白雲を運ぶ風の音を聞きながら、勝隆が呟くと白は勝隆と同じ所までやってきて同じく腰を下ろした。


「恋だったのよ。それは間違いないんじゃない?」


菫の花に囁くように、白は言った。


「でも、手に入らなかった」


「うん」


「お互い、通じ合って、いたのに」


「そうね」


 最後は声が詰まったようだった。


「あのね、心が痛いってさっきの言葉だけど、それはあんたが生きてるって証拠、人間の証拠なのよ。今の世では、多くの人がそれを忘れていく。実はこれ、ずっと黙っているつもりだったんだけど、最初にあった頃の勝隆は人間から遠くなっていたの」


「どういうことだ」


「人にはね、喜怒哀楽愛悪欲という七つの感情があるの。それがあって初めて人間なんだけど、あなたはそれがなくなりかけていたの。それが無くなるということは、人の根本の本質に近づくと言うこと。仙人なんかは、それに近づくために一度七情を捨てたりするのよ。あんたみたいなのは、珍しいの。

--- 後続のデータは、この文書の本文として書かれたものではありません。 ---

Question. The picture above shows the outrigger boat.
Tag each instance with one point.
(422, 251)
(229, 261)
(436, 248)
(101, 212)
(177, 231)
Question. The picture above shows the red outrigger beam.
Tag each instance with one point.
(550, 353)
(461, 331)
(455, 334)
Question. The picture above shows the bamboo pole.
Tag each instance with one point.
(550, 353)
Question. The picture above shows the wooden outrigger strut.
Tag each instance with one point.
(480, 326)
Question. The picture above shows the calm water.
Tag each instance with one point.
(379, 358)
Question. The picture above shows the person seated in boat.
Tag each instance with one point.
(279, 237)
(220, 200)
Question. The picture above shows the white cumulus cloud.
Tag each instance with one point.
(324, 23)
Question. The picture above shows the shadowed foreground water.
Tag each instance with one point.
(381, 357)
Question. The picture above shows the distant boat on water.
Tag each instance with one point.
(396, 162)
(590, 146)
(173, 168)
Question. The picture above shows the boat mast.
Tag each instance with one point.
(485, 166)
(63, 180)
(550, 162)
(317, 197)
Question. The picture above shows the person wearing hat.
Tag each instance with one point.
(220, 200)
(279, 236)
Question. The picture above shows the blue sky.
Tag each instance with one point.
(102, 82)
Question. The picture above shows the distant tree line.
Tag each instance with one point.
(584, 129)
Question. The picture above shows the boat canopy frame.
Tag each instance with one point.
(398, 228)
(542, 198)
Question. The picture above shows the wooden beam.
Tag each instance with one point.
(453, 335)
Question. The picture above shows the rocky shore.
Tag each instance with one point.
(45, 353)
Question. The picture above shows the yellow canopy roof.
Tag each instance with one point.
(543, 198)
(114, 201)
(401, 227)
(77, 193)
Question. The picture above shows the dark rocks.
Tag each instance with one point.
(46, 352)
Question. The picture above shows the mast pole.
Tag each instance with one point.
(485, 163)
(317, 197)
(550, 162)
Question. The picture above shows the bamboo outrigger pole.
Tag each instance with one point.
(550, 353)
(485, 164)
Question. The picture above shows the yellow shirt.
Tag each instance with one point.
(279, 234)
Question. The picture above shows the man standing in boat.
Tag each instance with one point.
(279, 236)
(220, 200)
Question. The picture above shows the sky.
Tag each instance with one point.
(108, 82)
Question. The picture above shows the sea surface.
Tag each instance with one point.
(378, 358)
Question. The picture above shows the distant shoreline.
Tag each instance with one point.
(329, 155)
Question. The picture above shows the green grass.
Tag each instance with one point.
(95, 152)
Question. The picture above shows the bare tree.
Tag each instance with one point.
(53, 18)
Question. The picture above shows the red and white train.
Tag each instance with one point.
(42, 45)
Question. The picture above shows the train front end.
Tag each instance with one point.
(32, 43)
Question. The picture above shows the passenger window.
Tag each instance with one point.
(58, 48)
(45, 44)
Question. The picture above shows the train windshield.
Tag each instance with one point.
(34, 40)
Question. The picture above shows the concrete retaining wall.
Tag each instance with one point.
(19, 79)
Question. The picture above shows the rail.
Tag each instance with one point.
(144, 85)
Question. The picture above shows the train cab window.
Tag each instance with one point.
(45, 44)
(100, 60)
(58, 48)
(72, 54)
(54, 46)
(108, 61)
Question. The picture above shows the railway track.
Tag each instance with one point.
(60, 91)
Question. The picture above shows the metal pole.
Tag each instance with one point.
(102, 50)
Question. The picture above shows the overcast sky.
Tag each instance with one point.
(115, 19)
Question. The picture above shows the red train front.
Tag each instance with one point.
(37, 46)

 素質っていう風に考えると生まれた時からかもしれないし、山奥で修行して心身を鍛えている内にそんなふうになっていたのかもね。だから私は、最初それであんたに興味を持ったの。あんたは悩んで行動して、そして涙を流した。それは善でも悪でもない何より人間らしい心だよ」


何か祝福を受けたような気になり、勝隆は笑ってただ青い空を見た。